Hans Boehm boehm@hoh.mti.sgi.com
Fri, 31 Jan 1997 11:28:38 -0800

On Jan 31, 12:09pm, Paul R. Wilson wrote:
> My position has been that a fake copying collector's costs are not
> much different from a mark-sweep collector's costs, and it's a nice
> advantage that you get memory back in constant time rather than having
> to sweep for it.

This is an intresting point.  I'm actually not quite sure about the tradeoff.
 So I'll list a few more possible issues, and maybe we can all get some
insights. (Paul already mentioned space overhead.)

It seems to me that very fine-grained real-time behavior will not be free, in
that you need at least a fine-grained write-barrier on the roots.  I don't know
of any way to implement such a write-barrier on the stack cheaply.  (Charles is
operating under additional constraints, in that he has to deal with C++ "smart
pointers", which, in spite of the name, cause all sorts of problems.)  But this
is largely orthogonal to treadmill vs. other collectors.

1) Coalescing.  I haven't seen versions of the treadmill algorithm that can
reuse blocks for different request sizes.  On the other hand, it's not obvious
this can't be done.  Based on what I remember from some of Ben Zorn's
measurements, not coalescing does cost you space.  (Our collector only
coalesces when an entire page is empty.  But even that seems to be a frequent

2) Allocation ordering.  Our collector is based on large grained lazy sweeping.
 It's allocation behavior is somewhat like a copying collector, in that blocks
are handed out roughly in address order.  I would expect this to help cache and
page level locality.  A treadmill collector presumably starts out allocating in
address order, but the free list becomes increasingly permuted over time.  This
is probably not observable for small benchmarks.  It would be nice to
understand whether it matters for large systems.

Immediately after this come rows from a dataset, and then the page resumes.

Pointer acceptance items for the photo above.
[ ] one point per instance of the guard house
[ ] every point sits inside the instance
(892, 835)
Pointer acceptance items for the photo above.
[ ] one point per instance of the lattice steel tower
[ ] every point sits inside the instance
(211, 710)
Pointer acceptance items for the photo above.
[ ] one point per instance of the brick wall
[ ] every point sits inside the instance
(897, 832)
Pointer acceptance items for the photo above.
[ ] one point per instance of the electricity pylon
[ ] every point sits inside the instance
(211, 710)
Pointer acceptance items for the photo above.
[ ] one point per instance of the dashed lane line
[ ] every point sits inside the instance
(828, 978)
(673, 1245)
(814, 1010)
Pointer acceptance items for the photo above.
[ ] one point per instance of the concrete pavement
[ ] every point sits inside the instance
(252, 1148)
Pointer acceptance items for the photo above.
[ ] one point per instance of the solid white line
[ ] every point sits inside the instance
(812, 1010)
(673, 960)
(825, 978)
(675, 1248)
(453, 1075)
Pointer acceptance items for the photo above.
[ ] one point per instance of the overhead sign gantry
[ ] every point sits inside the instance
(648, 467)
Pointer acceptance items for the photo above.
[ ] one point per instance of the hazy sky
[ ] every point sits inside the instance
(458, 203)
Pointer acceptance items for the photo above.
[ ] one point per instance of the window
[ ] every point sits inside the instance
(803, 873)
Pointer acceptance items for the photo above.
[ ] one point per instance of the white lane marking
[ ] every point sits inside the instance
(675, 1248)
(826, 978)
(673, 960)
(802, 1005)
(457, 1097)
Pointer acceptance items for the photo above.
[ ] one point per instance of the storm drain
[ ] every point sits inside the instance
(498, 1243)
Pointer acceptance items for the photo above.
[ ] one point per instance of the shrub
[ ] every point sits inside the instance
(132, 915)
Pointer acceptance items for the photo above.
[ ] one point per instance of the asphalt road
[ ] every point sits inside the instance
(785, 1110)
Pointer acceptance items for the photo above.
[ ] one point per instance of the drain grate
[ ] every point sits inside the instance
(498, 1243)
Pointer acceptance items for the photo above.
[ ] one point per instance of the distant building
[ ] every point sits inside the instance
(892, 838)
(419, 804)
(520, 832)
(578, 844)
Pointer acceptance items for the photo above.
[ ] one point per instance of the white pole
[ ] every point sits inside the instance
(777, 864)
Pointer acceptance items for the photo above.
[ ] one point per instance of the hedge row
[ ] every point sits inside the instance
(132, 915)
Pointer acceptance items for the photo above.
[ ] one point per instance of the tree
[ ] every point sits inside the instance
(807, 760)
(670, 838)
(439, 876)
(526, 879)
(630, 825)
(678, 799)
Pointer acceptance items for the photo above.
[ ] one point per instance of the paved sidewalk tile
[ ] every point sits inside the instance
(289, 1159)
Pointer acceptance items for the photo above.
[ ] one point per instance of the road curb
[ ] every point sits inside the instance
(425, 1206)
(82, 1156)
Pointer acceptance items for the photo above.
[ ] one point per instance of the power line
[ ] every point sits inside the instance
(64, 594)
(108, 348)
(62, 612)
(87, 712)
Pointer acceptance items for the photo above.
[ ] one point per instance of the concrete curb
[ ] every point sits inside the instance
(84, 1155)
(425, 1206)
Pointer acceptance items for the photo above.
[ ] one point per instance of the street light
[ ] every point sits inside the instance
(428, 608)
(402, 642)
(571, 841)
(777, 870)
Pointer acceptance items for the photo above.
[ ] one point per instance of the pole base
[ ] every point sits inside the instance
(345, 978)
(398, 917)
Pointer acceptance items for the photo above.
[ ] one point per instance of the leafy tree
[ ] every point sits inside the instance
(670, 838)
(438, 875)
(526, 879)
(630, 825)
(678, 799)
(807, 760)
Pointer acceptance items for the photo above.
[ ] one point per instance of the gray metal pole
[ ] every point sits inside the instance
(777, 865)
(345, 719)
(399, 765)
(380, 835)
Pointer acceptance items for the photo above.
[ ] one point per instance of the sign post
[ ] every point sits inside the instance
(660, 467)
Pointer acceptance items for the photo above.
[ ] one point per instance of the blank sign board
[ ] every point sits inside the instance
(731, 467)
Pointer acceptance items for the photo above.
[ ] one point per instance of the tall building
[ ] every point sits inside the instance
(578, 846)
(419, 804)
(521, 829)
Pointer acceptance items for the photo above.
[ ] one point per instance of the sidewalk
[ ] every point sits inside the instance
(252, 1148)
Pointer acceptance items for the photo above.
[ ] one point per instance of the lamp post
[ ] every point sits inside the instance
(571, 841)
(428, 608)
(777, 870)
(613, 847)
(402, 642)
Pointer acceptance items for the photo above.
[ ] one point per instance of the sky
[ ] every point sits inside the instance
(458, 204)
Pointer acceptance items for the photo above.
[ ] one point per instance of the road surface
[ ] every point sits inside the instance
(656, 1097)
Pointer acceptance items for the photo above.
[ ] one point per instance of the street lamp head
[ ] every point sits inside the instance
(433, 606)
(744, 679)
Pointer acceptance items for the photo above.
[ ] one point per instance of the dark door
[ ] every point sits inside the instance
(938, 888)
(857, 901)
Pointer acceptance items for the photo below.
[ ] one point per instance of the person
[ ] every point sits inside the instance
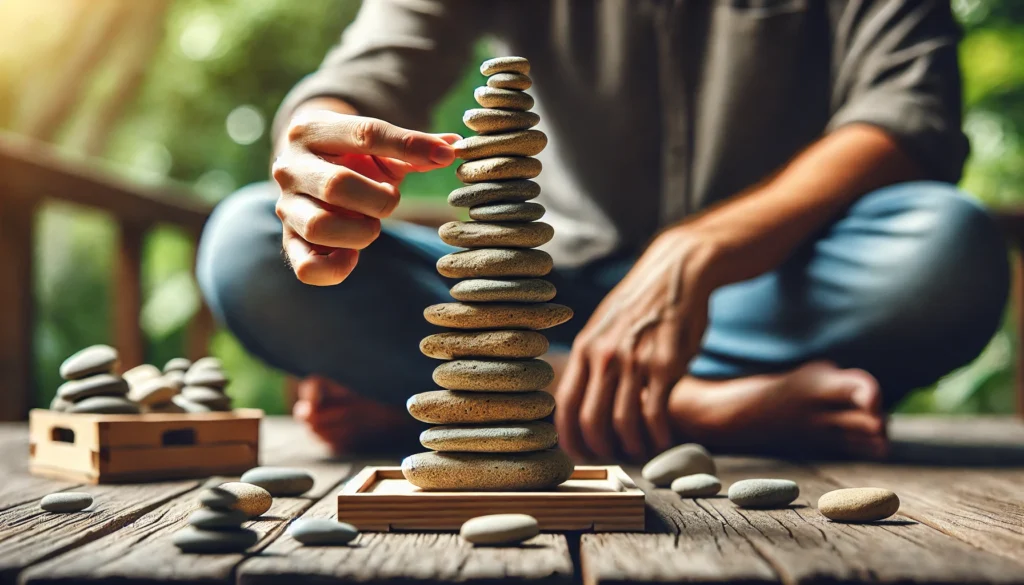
(754, 206)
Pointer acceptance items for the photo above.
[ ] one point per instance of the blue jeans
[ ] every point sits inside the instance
(908, 285)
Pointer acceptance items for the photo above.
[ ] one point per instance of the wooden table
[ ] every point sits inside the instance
(962, 484)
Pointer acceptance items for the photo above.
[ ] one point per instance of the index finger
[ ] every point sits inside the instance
(340, 133)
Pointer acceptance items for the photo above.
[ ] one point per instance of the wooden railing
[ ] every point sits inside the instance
(31, 173)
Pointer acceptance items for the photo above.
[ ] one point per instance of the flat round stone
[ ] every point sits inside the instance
(97, 385)
(507, 437)
(482, 235)
(681, 460)
(210, 398)
(512, 290)
(500, 529)
(141, 373)
(488, 262)
(505, 65)
(481, 193)
(177, 365)
(503, 98)
(487, 472)
(209, 518)
(499, 168)
(696, 486)
(104, 405)
(763, 493)
(92, 360)
(153, 391)
(522, 143)
(205, 541)
(322, 532)
(491, 121)
(515, 81)
(209, 377)
(494, 375)
(497, 316)
(448, 407)
(456, 344)
(280, 482)
(858, 504)
(507, 212)
(66, 502)
(252, 500)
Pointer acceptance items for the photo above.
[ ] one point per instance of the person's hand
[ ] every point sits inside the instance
(613, 395)
(339, 176)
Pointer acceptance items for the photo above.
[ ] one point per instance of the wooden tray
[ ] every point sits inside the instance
(109, 448)
(595, 498)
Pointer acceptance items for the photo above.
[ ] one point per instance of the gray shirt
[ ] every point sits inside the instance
(656, 109)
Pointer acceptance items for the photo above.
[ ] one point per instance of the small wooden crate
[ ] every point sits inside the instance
(595, 498)
(109, 448)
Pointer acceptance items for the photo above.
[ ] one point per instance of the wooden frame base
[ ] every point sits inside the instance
(104, 448)
(595, 498)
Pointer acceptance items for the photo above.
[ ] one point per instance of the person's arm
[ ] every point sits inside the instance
(896, 118)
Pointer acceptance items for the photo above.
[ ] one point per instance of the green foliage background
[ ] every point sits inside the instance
(221, 54)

3) (I think this one is actually quite significant in practice, and usually
underestimated.)  I don't know how to allocate pointerfree objects with a
treadmill collector so that they are not touched during a garbage collection.
 Our collector goes out of its way to assure this, even to the point of making
everything else somewhat more expensive.  The experience with Cedar was that
this effort wins big.  In Cedar, typically 2/3 or 3/4 of the heap was
pointerfree.  I've heard estimates that in some other systems it's 98%.  Any
tracing garbage collector must at least read pointer containing objects.  But
touching other heap areas is a waste.